Namibia: Horse Owners Cross Swords With Municipality Over Stables

26 November 2019

Steven Klukowski

KEETMANSHOOP - Members of the Horse Lovers Organization in Keetmanshoop could face prosecution for illegally keeping their horses at facilities owned by the municipality.

This is according to correspondence between the two parties in possession of New Era. According to community activist Arnold Losper the horses are used for recreational purposes and social functions only and are kept at the horse stables at the Keetmanshoop showgrounds in order to adhere to municipal health regulations on preventing wild animals from roaming around in residential areas.

"By allowing young boys to participate in horse riding activities we are only trying to keep them from the streets and prevent them being exposed to substance abuse and other potential harmful activities," he explained.

Losper said the organisation opted not to pay the required monthly rental fee for keeping the horses at the council-owned stables out of protest at being denied an audience with the municipality's management.

"The disconnection of water at the premises should furthermore be reversed with immediate effect since water is essential to maintain these animals," he said.

The horse owners in their correspondence emphasised that their organisation is willing to keep the stables clean and tidy should the town council provide them with clean sand to cover the manure of the animals and remove it accordingly.

"We will furthermore take full responsibility to keep these stables in a good condition," Losper promised, adding that a meeting between the two parties would be the only platform to find an amicable solution to the situation.

The chief executive officer for Keetmanshoop Municipality, Desmond Basson, said only horse owners with a paid-up account for renting the stables can be welcomed to discuss their problems with the respective officials. His correspondence further indicated that "stables that are not paid for must be vacated with immediate effect".

"The water will remain disconnected because any person who illegally and without payment occupies municipal property is not entitled to municipal services," Basson said in the letter.

He said the municipality reserves the right to seek eviction of the horses kept illegally at its premises and furthermore recover rentals payable and costs related to damage at the facility, plus possible legal costs, from the horse owners.

He said complaints included, amongst others, health risks, stables being used as human toilets, substance abuse at the premises, damage of property and usage of the facility as a spinning pitch for motorbikes.

Upon this reporter following up on the latest developments, Losper said an audience had been granted to them by the municipality but that it did not serve any purpose.

"The chief executive officer opposed discussing the agenda from our communications, and merely repeated the council's decision that we have to pay rent for keeping our horses at the municipality's stables, resulting that the issue is still pending," he said.
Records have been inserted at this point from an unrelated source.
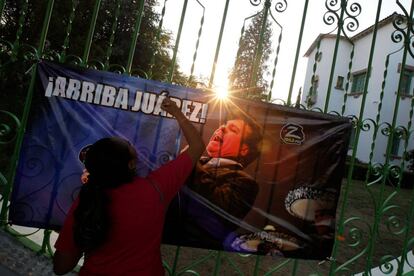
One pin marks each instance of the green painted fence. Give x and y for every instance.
(376, 210)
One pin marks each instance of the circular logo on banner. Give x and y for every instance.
(292, 134)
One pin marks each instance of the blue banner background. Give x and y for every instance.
(48, 175)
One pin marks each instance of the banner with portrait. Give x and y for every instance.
(268, 182)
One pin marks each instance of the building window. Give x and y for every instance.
(395, 146)
(313, 91)
(405, 87)
(358, 81)
(340, 83)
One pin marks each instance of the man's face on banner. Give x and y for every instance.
(227, 140)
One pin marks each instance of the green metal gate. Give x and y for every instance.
(376, 211)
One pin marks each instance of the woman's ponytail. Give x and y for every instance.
(108, 163)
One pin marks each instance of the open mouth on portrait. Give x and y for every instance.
(217, 138)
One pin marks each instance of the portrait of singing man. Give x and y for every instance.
(220, 193)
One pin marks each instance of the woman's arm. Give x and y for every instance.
(195, 142)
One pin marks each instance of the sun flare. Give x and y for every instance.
(221, 93)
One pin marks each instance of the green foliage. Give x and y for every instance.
(241, 75)
(152, 57)
(410, 158)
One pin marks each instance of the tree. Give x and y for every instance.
(242, 73)
(410, 158)
(152, 55)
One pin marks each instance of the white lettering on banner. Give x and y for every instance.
(110, 96)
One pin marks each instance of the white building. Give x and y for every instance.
(319, 66)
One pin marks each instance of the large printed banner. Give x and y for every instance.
(268, 182)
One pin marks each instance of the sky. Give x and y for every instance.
(238, 10)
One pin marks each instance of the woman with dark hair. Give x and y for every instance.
(117, 220)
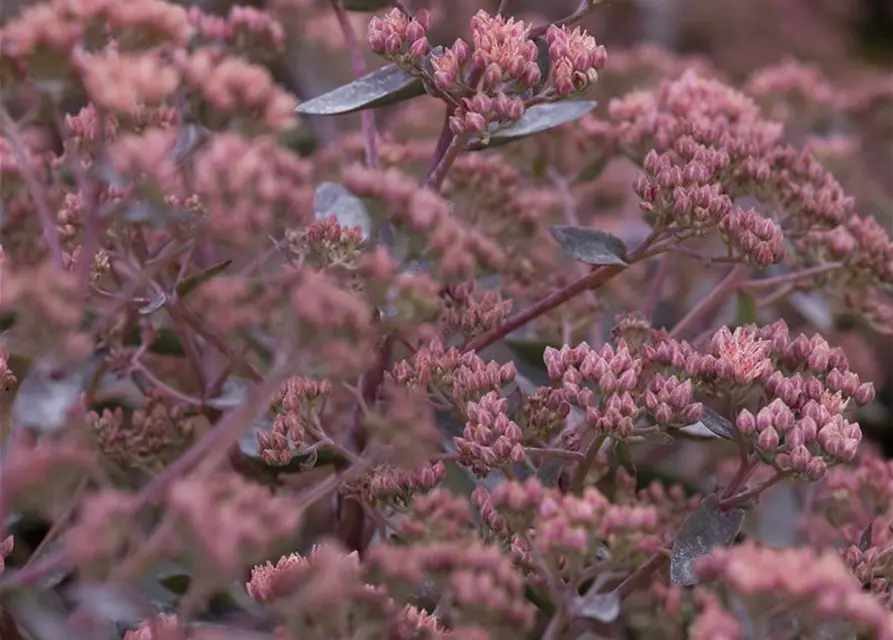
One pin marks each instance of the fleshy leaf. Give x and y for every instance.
(604, 607)
(176, 583)
(716, 424)
(706, 528)
(331, 199)
(385, 86)
(49, 391)
(189, 284)
(590, 246)
(538, 118)
(231, 395)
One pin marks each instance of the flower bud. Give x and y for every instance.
(768, 440)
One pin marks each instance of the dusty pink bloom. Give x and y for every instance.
(423, 212)
(438, 515)
(162, 627)
(235, 87)
(6, 548)
(399, 37)
(575, 57)
(148, 440)
(123, 83)
(246, 185)
(796, 575)
(503, 51)
(490, 438)
(395, 486)
(741, 356)
(713, 622)
(39, 27)
(232, 518)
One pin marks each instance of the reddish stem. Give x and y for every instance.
(728, 285)
(598, 277)
(367, 118)
(50, 232)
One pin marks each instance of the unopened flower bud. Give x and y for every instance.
(768, 440)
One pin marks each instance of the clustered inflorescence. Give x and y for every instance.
(408, 382)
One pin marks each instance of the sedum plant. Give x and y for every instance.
(428, 380)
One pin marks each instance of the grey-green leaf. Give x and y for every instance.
(604, 607)
(538, 118)
(590, 246)
(49, 391)
(717, 424)
(705, 529)
(331, 199)
(191, 283)
(385, 86)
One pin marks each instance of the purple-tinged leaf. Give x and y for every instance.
(590, 246)
(331, 199)
(191, 283)
(604, 607)
(705, 529)
(716, 424)
(385, 86)
(536, 119)
(48, 392)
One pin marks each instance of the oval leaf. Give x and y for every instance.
(590, 246)
(706, 528)
(49, 391)
(332, 199)
(716, 424)
(387, 85)
(538, 118)
(603, 607)
(191, 283)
Approached for comment, Jegg Christiaan, acting CEO for Keetmanshoop Municipality, was adamant that the council's stand as reflected in their letters to the concerned group remains in force.

"They (horse lovers' organization) are still obliged by law to pay rent for using the stables and the water will remain disconnected until such payments have been done accordingly," he explained.

Christiaan added that the council is still open for further negotiations on the issue as a means to solve it amicably.